Sunday, February 24, 2013

Interchangeable?


The sin of pride is one that I myself must be careful around. I may have had times where I struggle with my self-confidence, but when it comes down to it, I like to be right. I am proud of my life and the person that I have become, warts and all. I know that overcoming struggles and short comings is a life-long process, but it is not easy for me to admit when I am wrong or when I have gone a little far down the wrong path. When I read Pope Benedict XVI’s announcement a few weeks ago, I felt nothing but a strong admiration for him. I have since prayed many times for him to have strength and the courage to follow the path that must have been an incredibly difficult path to discern. My first thoughts were “His health must be really serious for him to have decided to step down.” Then I got out of bed and had to read about the world tearing him apart.

I heard all sort of crazy rumors as to why he was abdicating. I saw Catholics take it personally and talk about how abandoned they felt. I saw many that supported our Pope, and many mock him. Social media is a gift and a curse, friends. Then, I saw this:


This Time cover photo is hauntingly beautiful. It is just a shame that it was ruined with that subtitle. There is something laughable when you being to whittle down over 2,000 years of Tradition, history and theology to “politics.”

My Catholic faith is a part of my identity. It is responsible for defining my moral compass, how I parent, my relationships with others, and to a degree, my politics. It encompasses me, and it is not something that can be set aside or taken off like a piece of jewelry. It is a constant. My political views are not a constant in the same way. I have no party affiliation because there is not a political party that captures my political views fully. It seems silly to think that a political affiliation could define my life in the same way that Catholicism defines my life.

I invite you to examine Exhibit A and Exhibit B.

Exhibit A: The definition of politics. In every definition of the word, politics relates to society or government. It is specific to the laws of the land, and to a degree the rights and freedoms of the citizens of the land.

Exhibit B: The definition of religion. It is true that religion differs from person to person, and that there are many forms of various personal and institutional religions, but someone’s faith life expands beyond laws, freedom, or social constructs.

So why does it feel as though the definitions are becoming interchangeable?

Many would scoff if someone told them that their religion was their political affiliation. Is it that far from the truth? As our belief in God dwindles, what takes its place? Moral relativism plays a dangerous role. American politics and the media play with emotionally charged subjects that they really have no business playing in, but that is what receives attention.
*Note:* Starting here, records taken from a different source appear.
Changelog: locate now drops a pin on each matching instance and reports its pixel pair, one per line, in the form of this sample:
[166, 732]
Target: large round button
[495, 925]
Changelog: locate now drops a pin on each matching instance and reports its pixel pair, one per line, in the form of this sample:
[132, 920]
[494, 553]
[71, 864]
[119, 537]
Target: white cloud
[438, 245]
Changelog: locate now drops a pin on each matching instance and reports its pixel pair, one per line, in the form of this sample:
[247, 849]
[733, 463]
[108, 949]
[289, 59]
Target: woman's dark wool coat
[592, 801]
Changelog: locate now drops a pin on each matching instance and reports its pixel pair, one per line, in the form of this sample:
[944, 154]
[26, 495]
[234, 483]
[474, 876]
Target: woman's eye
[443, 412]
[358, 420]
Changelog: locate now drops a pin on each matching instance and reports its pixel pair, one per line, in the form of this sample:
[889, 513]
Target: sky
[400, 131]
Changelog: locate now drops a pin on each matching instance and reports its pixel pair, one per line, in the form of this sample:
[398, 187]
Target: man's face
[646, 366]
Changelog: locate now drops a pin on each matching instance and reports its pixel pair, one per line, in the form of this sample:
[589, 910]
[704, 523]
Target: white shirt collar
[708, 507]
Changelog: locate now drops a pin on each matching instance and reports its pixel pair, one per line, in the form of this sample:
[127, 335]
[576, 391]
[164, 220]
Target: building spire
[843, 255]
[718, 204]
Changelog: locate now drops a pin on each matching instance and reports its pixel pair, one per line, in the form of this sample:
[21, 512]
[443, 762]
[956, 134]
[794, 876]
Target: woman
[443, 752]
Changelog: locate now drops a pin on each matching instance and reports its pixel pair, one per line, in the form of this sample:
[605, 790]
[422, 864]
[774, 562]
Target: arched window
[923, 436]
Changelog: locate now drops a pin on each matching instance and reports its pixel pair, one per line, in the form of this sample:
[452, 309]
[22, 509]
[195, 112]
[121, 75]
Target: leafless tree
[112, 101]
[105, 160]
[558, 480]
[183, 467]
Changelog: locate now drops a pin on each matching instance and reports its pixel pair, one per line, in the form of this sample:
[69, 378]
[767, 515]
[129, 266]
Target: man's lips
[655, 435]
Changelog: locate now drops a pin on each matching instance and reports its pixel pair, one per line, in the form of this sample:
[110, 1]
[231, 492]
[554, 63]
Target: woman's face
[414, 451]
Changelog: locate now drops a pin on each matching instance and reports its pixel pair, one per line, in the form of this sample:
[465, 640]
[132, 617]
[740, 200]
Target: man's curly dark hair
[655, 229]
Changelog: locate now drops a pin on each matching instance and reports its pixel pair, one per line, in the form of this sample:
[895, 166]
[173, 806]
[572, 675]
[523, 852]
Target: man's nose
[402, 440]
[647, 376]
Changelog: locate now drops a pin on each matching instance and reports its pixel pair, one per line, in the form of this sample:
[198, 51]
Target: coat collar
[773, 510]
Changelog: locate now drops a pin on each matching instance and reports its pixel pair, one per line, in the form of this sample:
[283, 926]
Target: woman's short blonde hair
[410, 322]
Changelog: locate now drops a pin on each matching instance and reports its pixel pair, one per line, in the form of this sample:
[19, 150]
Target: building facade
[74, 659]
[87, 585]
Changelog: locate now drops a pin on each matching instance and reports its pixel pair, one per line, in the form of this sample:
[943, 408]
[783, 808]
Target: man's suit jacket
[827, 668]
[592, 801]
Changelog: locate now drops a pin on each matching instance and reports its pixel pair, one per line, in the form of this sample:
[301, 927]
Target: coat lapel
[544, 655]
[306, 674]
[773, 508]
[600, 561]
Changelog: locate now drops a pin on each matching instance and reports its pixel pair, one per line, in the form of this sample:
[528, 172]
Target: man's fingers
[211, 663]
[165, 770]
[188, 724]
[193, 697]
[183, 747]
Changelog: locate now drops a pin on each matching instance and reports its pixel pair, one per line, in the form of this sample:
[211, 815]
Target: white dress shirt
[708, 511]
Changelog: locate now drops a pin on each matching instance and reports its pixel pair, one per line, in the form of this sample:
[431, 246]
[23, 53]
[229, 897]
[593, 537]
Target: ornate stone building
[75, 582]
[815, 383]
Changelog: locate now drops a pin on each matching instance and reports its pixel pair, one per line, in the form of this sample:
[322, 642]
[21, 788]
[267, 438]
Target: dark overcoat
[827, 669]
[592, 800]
It is one thing for a government to have laws relative to contracts between citizens, it is quite another for them to tell me who I can be married to. My marriage is sacramental: graces were bestowed on me and my spouse in a ceremony in my Lord’s house: I committed my life to my husband and our family in front of God. It is not something that can be terminated. Then I signed a piece of paper that my state recognized as a legal contract between us that can be undone whenever one party wants to terminate the contract. There are many other examples, but you get the picture. My faith is encompassing, while politics are politics. It seems the more we begin to rely on the government to create fairness, the more of a religion it becomes.

There seems to be a myth in the secular world that the Catholic Church will change Tradition, dogmas or beliefs based on who is pope. There are many myths about the Catholic Church out there, but this is one that seems to be quite pervasive. If the Church changed beliefs with every new leader, she would not have lasted 2,000 years. There will be differences among our leaders. John Paul II was an economic intellect and wrote the Theology of the Body. Benedict XVI writes in great detail about object truth and relativism. Different popes bring different strengths; they do not change the core of the faith.

This is about as organized as I am capable of being on the subject today. Are politics and religion interchangeable?